先日、どうしても観たかった映画「杉原千畝」を、仲間と観た。
私がまだ現職の頃、ある仕事でソ連モスクワとカザフ共和国へ出かけた頃だったと思うが、ある人に薦められて杉原千畝(すぎはら ちうね)のことを本で読み、感動したのを思い出したから。
本を読んで凄く感動した記憶があったことも手伝ってか、杉原千畝が外務省からの訓令に反してユダヤ難民へ大量のビザを発給した事実を描いたこの映画は、最近観た映画の中で最も感動的な作品だったと思う。
まだ観ていない人には是非、この日本人として誇れる実話を描いた大作を、ご鑑賞いただきたいと心からお勧めしたい。
杉原千畝は、外国人にも発音しやすいように「センポ・スギハラ」]と名前を教えていたようで、映画でも「センポ・スギハラ」で描かれている。そのため映画では、助けられたユダヤ人が戦後日本の外務省を訪れ「センポ・スギハラ」を尋ね廻っても、「該当者なし」とそっけなく応えるシーンから始まる。

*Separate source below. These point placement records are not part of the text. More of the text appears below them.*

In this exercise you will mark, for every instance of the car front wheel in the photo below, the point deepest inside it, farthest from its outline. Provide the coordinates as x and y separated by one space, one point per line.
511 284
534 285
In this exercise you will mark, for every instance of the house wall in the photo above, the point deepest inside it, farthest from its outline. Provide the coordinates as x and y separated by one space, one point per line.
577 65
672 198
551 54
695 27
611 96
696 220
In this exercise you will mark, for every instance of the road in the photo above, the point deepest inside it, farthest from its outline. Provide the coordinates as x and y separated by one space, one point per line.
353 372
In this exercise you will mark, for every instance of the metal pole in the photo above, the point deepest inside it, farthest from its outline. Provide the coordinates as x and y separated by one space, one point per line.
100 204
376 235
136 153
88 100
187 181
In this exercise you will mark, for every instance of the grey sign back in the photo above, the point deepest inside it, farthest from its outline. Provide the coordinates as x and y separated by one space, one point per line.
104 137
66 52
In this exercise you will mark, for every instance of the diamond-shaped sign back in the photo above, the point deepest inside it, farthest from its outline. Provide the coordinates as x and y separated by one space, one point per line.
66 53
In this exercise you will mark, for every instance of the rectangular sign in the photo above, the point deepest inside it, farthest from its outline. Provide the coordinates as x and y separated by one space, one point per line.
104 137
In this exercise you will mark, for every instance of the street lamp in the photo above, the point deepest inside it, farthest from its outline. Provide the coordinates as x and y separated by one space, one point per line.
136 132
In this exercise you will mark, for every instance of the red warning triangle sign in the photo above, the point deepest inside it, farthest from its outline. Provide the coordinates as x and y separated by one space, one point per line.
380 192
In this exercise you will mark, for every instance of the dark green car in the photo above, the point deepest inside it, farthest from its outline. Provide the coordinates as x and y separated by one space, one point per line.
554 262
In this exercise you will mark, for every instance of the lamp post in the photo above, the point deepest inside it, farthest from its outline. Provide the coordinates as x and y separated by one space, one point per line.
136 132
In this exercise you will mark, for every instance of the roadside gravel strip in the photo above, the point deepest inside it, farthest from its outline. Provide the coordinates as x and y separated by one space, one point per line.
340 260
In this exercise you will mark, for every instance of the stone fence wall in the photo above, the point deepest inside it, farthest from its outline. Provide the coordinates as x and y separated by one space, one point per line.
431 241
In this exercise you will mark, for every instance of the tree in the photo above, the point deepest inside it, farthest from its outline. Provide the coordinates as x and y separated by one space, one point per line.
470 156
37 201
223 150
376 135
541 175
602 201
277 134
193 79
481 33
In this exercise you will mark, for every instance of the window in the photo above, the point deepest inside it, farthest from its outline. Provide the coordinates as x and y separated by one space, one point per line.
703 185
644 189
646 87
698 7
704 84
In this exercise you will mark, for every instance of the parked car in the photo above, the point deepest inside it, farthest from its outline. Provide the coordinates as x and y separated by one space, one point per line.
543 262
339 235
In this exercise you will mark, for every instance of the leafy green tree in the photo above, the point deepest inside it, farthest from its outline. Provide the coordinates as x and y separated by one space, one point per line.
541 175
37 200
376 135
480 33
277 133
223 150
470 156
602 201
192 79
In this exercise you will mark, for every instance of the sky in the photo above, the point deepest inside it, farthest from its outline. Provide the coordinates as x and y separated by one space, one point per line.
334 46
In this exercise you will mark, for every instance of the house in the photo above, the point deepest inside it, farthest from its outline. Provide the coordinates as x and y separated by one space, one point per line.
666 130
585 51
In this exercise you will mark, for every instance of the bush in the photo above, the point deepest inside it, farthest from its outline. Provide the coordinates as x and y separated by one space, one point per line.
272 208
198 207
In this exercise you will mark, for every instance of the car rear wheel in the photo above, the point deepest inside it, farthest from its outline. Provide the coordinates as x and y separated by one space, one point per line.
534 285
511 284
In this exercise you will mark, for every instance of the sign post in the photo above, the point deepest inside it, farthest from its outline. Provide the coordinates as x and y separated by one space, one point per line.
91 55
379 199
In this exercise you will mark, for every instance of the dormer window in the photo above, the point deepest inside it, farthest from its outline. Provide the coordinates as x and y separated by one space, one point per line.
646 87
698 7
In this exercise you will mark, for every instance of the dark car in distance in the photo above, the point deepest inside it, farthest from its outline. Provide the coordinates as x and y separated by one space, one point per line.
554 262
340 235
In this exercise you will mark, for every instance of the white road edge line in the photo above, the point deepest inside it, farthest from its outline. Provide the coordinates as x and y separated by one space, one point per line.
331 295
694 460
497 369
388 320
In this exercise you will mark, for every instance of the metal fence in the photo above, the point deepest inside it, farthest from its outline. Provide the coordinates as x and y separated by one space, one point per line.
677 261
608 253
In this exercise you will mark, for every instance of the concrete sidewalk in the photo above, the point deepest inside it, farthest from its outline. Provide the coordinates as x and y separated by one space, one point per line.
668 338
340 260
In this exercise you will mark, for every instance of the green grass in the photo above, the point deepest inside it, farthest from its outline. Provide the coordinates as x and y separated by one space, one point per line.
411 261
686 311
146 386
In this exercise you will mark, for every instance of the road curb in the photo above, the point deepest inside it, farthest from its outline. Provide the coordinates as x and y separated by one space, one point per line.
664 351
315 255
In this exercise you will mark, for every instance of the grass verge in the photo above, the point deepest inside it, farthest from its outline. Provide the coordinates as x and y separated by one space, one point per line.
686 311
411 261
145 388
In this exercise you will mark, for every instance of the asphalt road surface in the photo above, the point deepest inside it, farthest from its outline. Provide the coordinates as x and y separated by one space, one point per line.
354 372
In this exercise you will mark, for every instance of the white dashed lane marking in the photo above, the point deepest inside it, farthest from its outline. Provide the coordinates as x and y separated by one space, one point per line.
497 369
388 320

彼の業績をここで書く必要はないが、ナチス・ドイツの迫害でポーランド等欧州各地から逃れてきた難民たちの窮状に同情して、
外務省からの訓令に反して6,000人にのぼる避難民にビザを発給した人道的な行動は、日本人として誇らしく思うばかりでなく、世界中の人からも賞賛される行動として評価が高い。 同時に、日本と同盟国であったドイツのソ連侵攻を批判しながら諜報活動を続けてゲシタボに追われ危うく命を落としそうになる一方、日本政府が戦争に向って突き進むのを懸命に阻止しよとする戦争反対の行動にも感銘させられる。
杉原の行動に感動して難民救済を決断した当時のウラジオストック総領事の思いの根底にあったのは、
杉原の2年後輩でハルピン学院で学んだ「人のお世話にならぬよう、人のお世話をするよう、そして報いを求めぬよう」であり、この考えで貫かれた彼らの行動は、今の時代にも求められる教訓である。
杉原は戦後外務省を退いた後ソ連との貿易業務に携わっているが、外務省時代の業績は評価されなかったようである。しかしながら外国で評価が高まる中、日本国政府による公式の名誉回復が行われたのは、2000年10月10日、当時の河野洋平外務大臣のときだったという。
1986年(昭和61年)86歳で人生を全うした杉原千畝は、神奈川県鎌倉市の鎌倉霊園に葬られているという。